Ryan-GPT

TLDR; 12.5M parameter transformer LM. Trained in 12 hours on a single RTX 3060 (12GB).

Quick Start

# Install
python3 -m venv .venv && source .venv/bin/activate
pip install fastapi uvicorn torch

# Download checkpoints
chmod +x download_models.sh && ./download_models.sh

# Run
python webapp/app.py --host 127.0.0.1 --port 8080

Controls: temperature (0.01–0.99), min_tokens (5 for finetune, 10 for pretrain)

Example Prompts

Pretrain: The capital of France is, Albert Einstein was born in

Finetune: Hello, How are you?, What is your name?

Architecture


Layers / d_model / heads	6 / 320 / 5 (head_dim=64)
FFN	1280 (4×d)
Context	512
Vocab	16,000 BPE
Params	12.5M
Attention	Flash Attention v2
Positional encoding	RoPE (θ=10000)

Param breakdown: embeddings 5.1M + 6×(attn 0.4M + ffn 0.8M) = 12.5M

Training Data

Dataset	Raw	Tokens
Wikipedia	182 MB	~160M
C4 (cleaned)	165 MB	~137M
Pretrain total	347 MB	297M
DailyDialog train	6.5 MB	1.61M
DailyDialog val	0.6 MB	0.15M
Finetune total	7.1 MB	1.75M
Tokens/param	297/12.5 = 23.8x
Chinchilla optimal	20x

Training Config

	Pretrain	Finetune
Data	Wiki + C4	DailyDialog
Steps	80,000	1,000
Batch × accum	32 × 2	32 × 2
Tokens/step	32,768	32,768
LR (cosine)	6e-4 → 6e-5	3e-5 → 3e-6
Warmup	2,000	50
Loss	3.44	2.31
Val loss	—	2.49

Memory

Inference (fp32):

Weights: 50 MB
KV cache (512 ctx): 6 layers × 2 × 320 × 512 × 4B = 7.9 MB
Total: < 500 MB

Training: ~6-8 GB peak (batch=32, grad_accum=2)

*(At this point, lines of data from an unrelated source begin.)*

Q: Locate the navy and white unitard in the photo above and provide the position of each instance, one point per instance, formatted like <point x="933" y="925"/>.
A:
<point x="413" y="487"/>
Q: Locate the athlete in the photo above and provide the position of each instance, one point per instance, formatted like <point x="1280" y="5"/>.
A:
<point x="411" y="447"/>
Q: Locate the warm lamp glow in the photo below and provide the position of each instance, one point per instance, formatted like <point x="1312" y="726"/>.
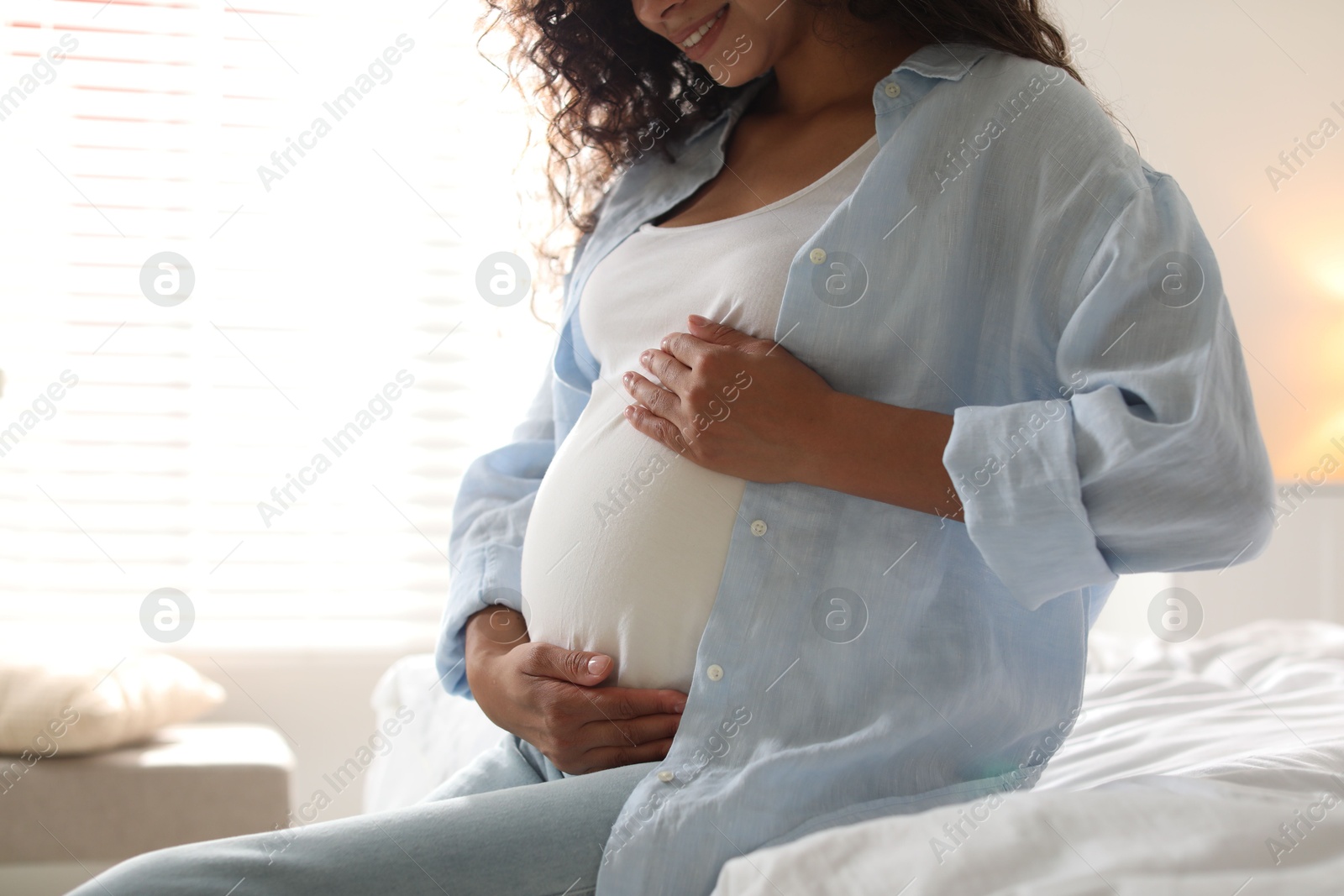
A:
<point x="1331" y="275"/>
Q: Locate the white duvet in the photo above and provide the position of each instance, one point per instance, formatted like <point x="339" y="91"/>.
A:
<point x="1211" y="768"/>
<point x="1214" y="768"/>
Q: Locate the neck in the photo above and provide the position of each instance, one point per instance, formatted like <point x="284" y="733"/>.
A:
<point x="816" y="76"/>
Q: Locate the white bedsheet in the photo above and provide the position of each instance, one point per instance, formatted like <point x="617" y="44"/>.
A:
<point x="1184" y="763"/>
<point x="1180" y="772"/>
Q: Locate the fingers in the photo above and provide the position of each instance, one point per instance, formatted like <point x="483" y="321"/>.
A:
<point x="616" y="757"/>
<point x="669" y="371"/>
<point x="575" y="667"/>
<point x="658" y="399"/>
<point x="631" y="703"/>
<point x="629" y="732"/>
<point x="656" y="427"/>
<point x="718" y="333"/>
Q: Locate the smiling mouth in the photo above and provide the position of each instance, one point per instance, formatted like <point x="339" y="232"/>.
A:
<point x="699" y="35"/>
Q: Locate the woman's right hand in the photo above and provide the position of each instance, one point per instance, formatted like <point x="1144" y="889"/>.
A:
<point x="549" y="698"/>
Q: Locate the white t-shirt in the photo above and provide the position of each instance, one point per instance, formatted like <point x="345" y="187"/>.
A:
<point x="627" y="540"/>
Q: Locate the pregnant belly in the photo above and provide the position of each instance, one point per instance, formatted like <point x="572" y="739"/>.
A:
<point x="625" y="547"/>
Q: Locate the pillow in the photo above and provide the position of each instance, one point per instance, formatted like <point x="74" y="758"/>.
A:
<point x="71" y="705"/>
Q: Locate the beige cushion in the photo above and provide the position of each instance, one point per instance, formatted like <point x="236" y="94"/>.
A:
<point x="67" y="705"/>
<point x="187" y="783"/>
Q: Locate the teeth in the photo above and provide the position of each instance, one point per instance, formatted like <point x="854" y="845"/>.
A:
<point x="696" y="38"/>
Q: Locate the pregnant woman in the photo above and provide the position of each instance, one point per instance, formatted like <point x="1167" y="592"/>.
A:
<point x="882" y="356"/>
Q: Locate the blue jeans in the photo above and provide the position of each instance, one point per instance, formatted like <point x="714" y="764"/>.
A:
<point x="481" y="833"/>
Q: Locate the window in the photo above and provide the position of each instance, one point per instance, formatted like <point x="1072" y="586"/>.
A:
<point x="286" y="443"/>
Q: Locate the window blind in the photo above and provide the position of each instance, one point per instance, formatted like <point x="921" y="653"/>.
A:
<point x="286" y="441"/>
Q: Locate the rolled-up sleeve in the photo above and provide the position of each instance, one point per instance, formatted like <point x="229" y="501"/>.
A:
<point x="1151" y="457"/>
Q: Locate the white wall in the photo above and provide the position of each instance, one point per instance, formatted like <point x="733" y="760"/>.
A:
<point x="1214" y="92"/>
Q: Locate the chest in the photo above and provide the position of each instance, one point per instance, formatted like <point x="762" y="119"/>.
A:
<point x="770" y="157"/>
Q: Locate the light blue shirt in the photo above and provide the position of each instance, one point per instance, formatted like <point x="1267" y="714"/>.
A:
<point x="1007" y="258"/>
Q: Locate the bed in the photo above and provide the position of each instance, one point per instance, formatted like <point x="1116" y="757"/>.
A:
<point x="1214" y="766"/>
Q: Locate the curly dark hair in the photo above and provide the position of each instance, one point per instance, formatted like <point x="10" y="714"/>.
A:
<point x="604" y="82"/>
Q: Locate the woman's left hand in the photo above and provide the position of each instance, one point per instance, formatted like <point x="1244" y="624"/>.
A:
<point x="730" y="402"/>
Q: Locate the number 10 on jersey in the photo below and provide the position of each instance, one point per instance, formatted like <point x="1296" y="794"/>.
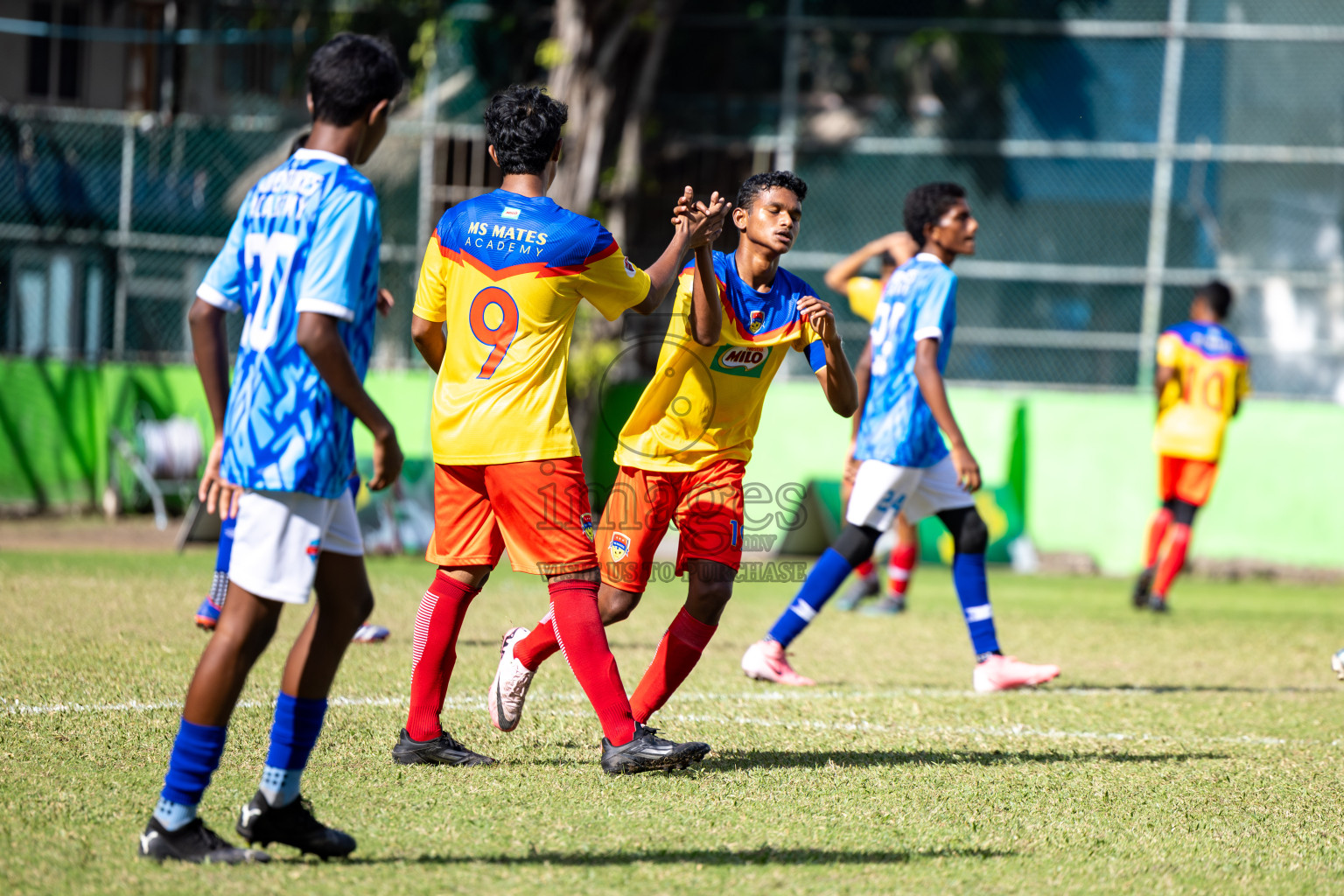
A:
<point x="500" y="336"/>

Flash Attention: 2-4× reduction in attention activation memory. O(N) memory vs O(N²) for standard attention. Does not affect KV cache size.

Pipeline

# 1. Extract
python ryan_gpt_data/extract_wikipedia.py --out data/wikipedia/wiki_text.txt
python ryan_gpt_data/extract_C4_news.py --out data/c4/c4.txt

# 2. Combine
cat data/wikipedia/wiki_text.txt data/c4/c4.txt > data/combined/all_text.txt

# 3. Tokenize (BPE)
python ryan_gpt_basics/train.py tokenize \
  --input data/combined/all_text.txt \
  --output_dir data/tokenized \
  --vocab_size 16000

# 4. Pretrain
python ryan_gpt_basics/train.py train \
  --train_data data/tokenized/all_text.npy \
  --output_dir runs/pretrain \
  --vocab_size 16000 --context_length 512 \
  --num_layers 6 --d_model 320 --num_heads 5 --d_ff 1280 \
  --batch_size 32 --gradient_accumulation_steps 2 \
  --max_steps 80000 --lr 6e-4 --min_lr 6e-5 --warmup_steps 2000

# 5. Finetune
python ryan_gpt_basics/train.py finetune \
  --checkpoint runs/pretrain/checkpoints/ckpt_final.pt \
  --train_data data/dailydialog/train.npy \
  --val_data data/dailydialog/val.npy \
  --output_dir runs/finetune \
  --max_steps 1000 --lr 3e-5 --min_lr 3e-6 --warmup_steps 50

# 6. Deploy
cp runs/finetune/checkpoints/ckpt_final.pt models/finetune/ckpt_final.pt
python webapp/app.py

Distributed Training Primitives

This repository also contains the implementation code for the Distributed Training series on my blog.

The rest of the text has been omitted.